I couldn't deny the obvious. They were talking about different people!
But if the boy with the injured arm wasn't the stowaway with an injured arm, who was he?
Major Peuchen provided the determining clue. He told the American Inquiry that the occupants of No. 6 were counted after he got in the boat and apart from him "there were exactly 20 women, 1 quartermaster, 1 sailor and 1 stowaway..."
If all the men and boys in the boat were thereby accounted for, that could only mean that the person put into the boat by the Captain WAS A GIRL!
In fact, it made more sense.
While Mrs. Candee said she heard a man, presumably Hichens, request a seaman, it doesn't make sense that the Captain would pick a  boy at random off the deck without a clue as to whether he could row or not.
But, if he was responding to the call "Any more women?", which survivors said was repeated endlessly at every lifeboat, then "Here's one" would be an appropriate answer.
But which girl?
A Google search for anyone with an injured arm in Lifeboat No. 6 serendipitously turned up an interview with one woman in which she said the shock of the collision pushed her into the wall of her cabin, injuring her shoulder. She had an injured arm, I squeaked!

The Day
April 19, 1912 Page 3
                                                         Some Male Cowards
                                            Who Had to Be Tossed Out of Boats
                                                         Meant for Women

New York, April 19---Mrs. Fannie Douglass, of Montreal, said that when it was realized the collision was serious on the Titanic that there was a scramble for the lifeboats. Mrs. Douglass said: "I am only hoping that my reason will hold out. What I have gone through is enough to undermine one's reason. I was in bed at the time, but so powerful was the shock that I was thrown across my stateroom and my arm was injured..."

This contemporary news photo (below) shows Mrs. F.C. Douglas (proper spelling), of Montreal, a young woman with a short, boyish haircut being escorted away from the rescue ship Carpathia.  

Though 27, you can see how she could be mistaken for a younger boy at a quick glance.  Blow the picture up. Compare with Amelia Earhart's looks.
Suzette Douglas told a reporter for the Montreal Standard that she had spoken with the Captain briefly before she got into the lifeboat.
She "claimed Captain Smith was nearby as they got into the boat, and that he asked her whether her mother was comfortable," wrote author Alan Hustak in "Titanic, The Canadian Story" (Vehicule Press, 1998).
By coincidence, Helen Candee actually sat beside Mrs. Douglas's distraught mother in boat No.6.
And, by even greater coincidence, Senator Alden Smith at the American Inquiry asked both Hichens and Fleet about a "Mrs. Douglas."

Senator SMITH.
You are quite sure that a lady in that boat, a woman, did not have the tiller?
I am sure of it; positive.
Senator SMITH. A Mrs. Douglas?
Nobody. Just the quartermaster who was there all of the time.


Senator Smith
Do you recollect whether Mrs. Douglass, of Minneapolis, was in that boat?
     I do not know her at all, sir.
    Senator SMITH.
    Have you had any talk with her about it?
    Never have spoken to her or seen her, to my knowledge.

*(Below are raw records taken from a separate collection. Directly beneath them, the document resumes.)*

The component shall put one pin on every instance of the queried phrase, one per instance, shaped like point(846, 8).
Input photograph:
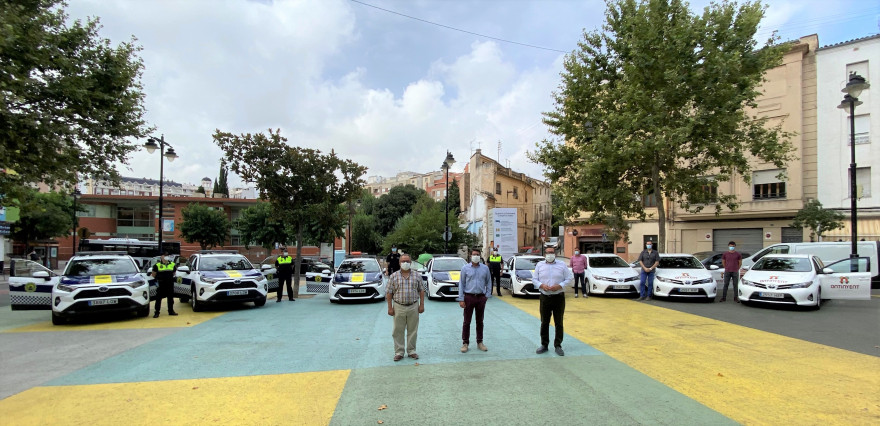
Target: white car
point(803, 280)
point(683, 276)
point(358, 278)
point(441, 275)
point(517, 275)
point(212, 276)
point(609, 274)
point(99, 282)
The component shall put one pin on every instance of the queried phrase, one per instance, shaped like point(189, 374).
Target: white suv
point(99, 282)
point(220, 276)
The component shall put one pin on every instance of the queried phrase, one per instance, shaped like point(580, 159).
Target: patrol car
point(803, 280)
point(609, 274)
point(358, 278)
point(683, 276)
point(99, 282)
point(212, 276)
point(441, 275)
point(517, 275)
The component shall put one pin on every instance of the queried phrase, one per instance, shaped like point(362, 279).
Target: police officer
point(284, 270)
point(163, 272)
point(495, 262)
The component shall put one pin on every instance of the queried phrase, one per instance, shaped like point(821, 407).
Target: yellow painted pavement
point(751, 376)
point(289, 399)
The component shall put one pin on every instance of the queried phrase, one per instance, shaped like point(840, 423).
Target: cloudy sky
point(388, 91)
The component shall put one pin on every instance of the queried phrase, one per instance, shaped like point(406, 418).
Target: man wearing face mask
point(474, 289)
point(648, 260)
point(284, 271)
point(163, 272)
point(732, 262)
point(551, 278)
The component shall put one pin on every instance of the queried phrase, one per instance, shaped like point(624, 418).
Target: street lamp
point(151, 146)
point(447, 163)
point(853, 89)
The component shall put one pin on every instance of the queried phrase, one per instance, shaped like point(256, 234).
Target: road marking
point(303, 398)
point(749, 375)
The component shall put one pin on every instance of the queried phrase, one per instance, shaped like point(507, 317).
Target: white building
point(834, 65)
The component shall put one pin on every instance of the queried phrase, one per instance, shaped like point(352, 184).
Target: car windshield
point(526, 263)
point(783, 264)
point(91, 267)
point(224, 263)
point(607, 262)
point(448, 264)
point(356, 266)
point(680, 262)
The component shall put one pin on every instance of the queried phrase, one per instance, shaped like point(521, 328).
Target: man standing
point(163, 272)
point(732, 262)
point(551, 278)
point(474, 288)
point(579, 268)
point(392, 262)
point(404, 291)
point(648, 260)
point(284, 272)
point(495, 262)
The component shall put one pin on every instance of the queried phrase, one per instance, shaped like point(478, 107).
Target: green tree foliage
point(70, 102)
point(204, 225)
point(656, 103)
point(817, 219)
point(390, 207)
point(257, 225)
point(298, 182)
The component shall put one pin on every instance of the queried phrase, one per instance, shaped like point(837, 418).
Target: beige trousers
point(406, 318)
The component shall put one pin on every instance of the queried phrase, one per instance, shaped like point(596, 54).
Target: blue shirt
point(474, 279)
point(552, 274)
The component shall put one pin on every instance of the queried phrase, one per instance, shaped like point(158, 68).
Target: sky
point(390, 92)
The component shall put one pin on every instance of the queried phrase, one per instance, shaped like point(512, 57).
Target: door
point(27, 291)
point(843, 283)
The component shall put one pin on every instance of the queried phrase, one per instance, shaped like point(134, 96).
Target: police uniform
point(495, 262)
point(284, 270)
point(164, 273)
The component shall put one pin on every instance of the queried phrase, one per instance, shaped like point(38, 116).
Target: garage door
point(748, 240)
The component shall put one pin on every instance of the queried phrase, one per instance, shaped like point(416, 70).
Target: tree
point(202, 224)
point(657, 103)
point(72, 103)
point(818, 219)
point(296, 181)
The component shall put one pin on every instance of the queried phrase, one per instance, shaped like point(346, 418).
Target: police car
point(100, 282)
point(803, 280)
point(609, 274)
point(517, 275)
point(358, 278)
point(683, 276)
point(212, 276)
point(441, 276)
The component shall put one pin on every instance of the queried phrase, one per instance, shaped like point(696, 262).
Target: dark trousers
point(471, 304)
point(552, 305)
point(285, 279)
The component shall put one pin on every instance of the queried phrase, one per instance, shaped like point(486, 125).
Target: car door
point(843, 283)
point(27, 291)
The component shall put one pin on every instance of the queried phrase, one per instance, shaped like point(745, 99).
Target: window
point(767, 185)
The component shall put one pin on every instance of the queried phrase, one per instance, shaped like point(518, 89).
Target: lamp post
point(151, 146)
point(447, 235)
point(853, 89)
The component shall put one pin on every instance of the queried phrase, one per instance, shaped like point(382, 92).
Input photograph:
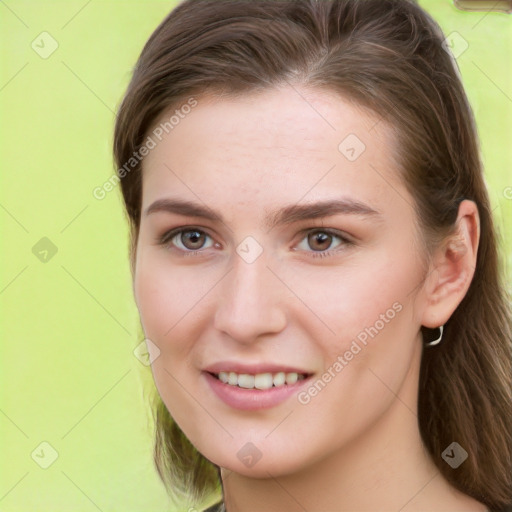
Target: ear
point(452, 269)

Mrs. Mahala Douglas, of Minneapolis, left the Titanic in lifeboat No. 2. Mrs. F.C. (Frederick Charles) Douglas, of Montreal, left in No. 6. Did Senator Smith ask about the wrong Mrs. Douglas? And why was he asking at all?
Those questions will probably never be answered after all the time that has passed.
And unless a new, more detailed interview with Suzette turns up, we will never know if she was a victim of legendary mistaken identity.  Still, Mrs. Candee appears to have heard one thing, saw another,  and learned of something different. She then added two and two --- and got five.